05:20Et donc, qui lui a été finalement retiré par la Cour suprême à l'époque.
05:26En 2018, Maurice Camteau juge, jusqu'à aujourd'hui, avoir gagné en 2018,
05:31et les institutions n'ont pas reconnu sa victoire.
05:33Donc, Issa Tchirouba n'a pas voulu se retrouver dans la même situation,
05:37et je suis d'accord avec vous, il prend un risque quand même considérable,
05:41parce que l'histoire politique également montre que Maurice Camteau,
05:44qui avait revendiqué sa victoire en 2018, a fini en prison avec quelques-uns de ses partisans,
05:50qui jusqu'à aujourd'hui, pour certains, continuent de croupir dans la prison.
05:54Mais je pense que pour le processus électoral au Cameroun,
06:00à un moment donné, il est important pour les acteurs politiques
06:03d'aller même au prix de la transgression,
06:07pour pouvoir obtenir quelque chose de significatif
06:11dans l'organisation du processus électoral.
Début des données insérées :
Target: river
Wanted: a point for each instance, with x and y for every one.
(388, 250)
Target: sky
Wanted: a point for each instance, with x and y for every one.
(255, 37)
06:13Et ce processus électoral, qui est l'objet d'une lutte
06:16qui dure depuis le début des années 90 jusqu'à aujourd'hui,
06:19pour essayer d'avoir des élections qui soient transparentes,
06:22et dont les résultats sont le reflet de la volonté populaire réelle.
06:27Merci beaucoup, Jean-Bruno Tannes, journaliste politique,
06:30et CIS Camerounais avec nous en direct sur France 24,
06:32pour revenir sur cette élection au Cameroun,
06:34dont on ne connaît toujours pas le résultat.